Anonymous wrote:Anonymous wrote:Anonymous wrote:The top two-thirds of the TJ class generally do just fine. It's the bottom third that regrets the most since transferring back to base school midstream also means those Cs and Ds follow them onto their base school transcript.
Where does a kid around 50%-65% generally go? Emory/UVA type of school?
possible, if aiming for a non-competitive major. CS/Mech/Aero engineering "in-state" UVA and VT would be a reach, however OOS any engineering school (excluding T30) is a feasible choice. UVA premed major (ranked 50th) is a target, but Emory pre-med major (ranked 25th) would be a reach.
Anonymous wrote:Anonymous wrote:The top two-thirds of the TJ class generally do just fine. It's the bottom third that regrets the most since transferring back to base school midstream also means those Cs and Ds follow them onto their base school transcript.
Where does a kid around 50%-65% generally go? Emory/UVA type of school?
Anonymous wrote:Don't go to TJ for the college profile.
Go there for the peer group, the chance to study really cool classes that you can't get anywhere else, and the whole TJ experience.
- really old TJ grad
Anonymous wrote:The TJ network is real and pretty awesome. I definitely got interviews early on because of it. I went to a state school, and never once regretted TJ. I found my people at TJ, and am still very good friends with many of them (a trillion years later).
I counsel all my kids' friends to go TJ for what you will get out of it in HS. 4 years is a long time for kids. If you are looking only at college admission, it's probably not the place for you. Of course lots of TJ kids go to amazing schools, but that isn't the best reason to go.
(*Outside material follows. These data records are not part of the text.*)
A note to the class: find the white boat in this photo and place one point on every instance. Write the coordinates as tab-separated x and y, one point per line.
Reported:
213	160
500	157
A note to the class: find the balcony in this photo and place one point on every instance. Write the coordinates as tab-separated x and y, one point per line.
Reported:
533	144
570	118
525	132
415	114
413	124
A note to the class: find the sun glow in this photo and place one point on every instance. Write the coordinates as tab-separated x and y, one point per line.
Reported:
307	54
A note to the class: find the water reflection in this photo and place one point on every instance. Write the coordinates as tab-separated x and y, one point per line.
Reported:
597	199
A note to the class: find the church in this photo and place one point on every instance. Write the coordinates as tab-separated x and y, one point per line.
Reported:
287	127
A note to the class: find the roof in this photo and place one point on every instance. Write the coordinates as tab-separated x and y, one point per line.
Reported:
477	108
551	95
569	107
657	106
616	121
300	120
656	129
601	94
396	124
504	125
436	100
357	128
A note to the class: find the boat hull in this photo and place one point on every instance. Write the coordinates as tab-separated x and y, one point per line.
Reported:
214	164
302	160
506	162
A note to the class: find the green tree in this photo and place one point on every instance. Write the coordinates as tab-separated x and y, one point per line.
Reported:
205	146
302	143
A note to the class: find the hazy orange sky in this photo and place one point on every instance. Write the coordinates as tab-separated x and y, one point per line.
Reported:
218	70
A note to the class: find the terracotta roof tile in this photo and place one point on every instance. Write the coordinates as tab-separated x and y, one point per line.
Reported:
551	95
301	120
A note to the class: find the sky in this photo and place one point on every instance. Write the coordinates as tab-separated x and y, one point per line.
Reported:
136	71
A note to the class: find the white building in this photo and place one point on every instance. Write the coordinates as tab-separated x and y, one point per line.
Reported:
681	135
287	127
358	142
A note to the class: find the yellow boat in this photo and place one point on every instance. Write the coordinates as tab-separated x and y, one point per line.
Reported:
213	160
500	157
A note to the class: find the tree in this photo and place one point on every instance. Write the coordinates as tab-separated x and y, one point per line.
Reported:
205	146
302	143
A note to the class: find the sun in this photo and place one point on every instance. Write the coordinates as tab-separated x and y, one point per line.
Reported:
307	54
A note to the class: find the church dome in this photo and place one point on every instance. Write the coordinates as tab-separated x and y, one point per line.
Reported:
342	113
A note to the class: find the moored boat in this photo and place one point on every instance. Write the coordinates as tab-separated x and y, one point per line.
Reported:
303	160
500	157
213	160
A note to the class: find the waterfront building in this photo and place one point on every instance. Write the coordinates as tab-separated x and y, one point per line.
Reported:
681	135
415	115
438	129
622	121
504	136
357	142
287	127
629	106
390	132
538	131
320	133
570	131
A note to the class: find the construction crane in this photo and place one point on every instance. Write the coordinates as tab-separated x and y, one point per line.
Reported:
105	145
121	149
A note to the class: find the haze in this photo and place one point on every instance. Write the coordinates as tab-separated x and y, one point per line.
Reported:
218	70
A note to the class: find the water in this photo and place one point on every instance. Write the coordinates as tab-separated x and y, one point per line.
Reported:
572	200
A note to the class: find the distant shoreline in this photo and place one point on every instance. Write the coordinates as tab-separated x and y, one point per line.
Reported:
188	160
Anonymous wrote:Adding one more note - I was not a TJ grad, but at MIT there was a bunch of us that were upset about graduate school admissions. Mostly it was our grade point average that meant we wouldn't get to the interview process.
My friends and I had our graduate school rejection letters from Harvard posted in the bathroom. All of us landed at great schools, so looking back on it, it was no big deal. That said, it still stung.
In the absolute worst case scenario, a friend applied to 25 medical schools and got into none. She had to do a masters and reapply. She did eventually get in and became a MD.
Anonymous wrote:The top two-thirds of the TJ class generally do just fine. It's the bottom third that regrets the most since transferring back to base school midstream also means those Cs and Ds follow them onto their base school transcript.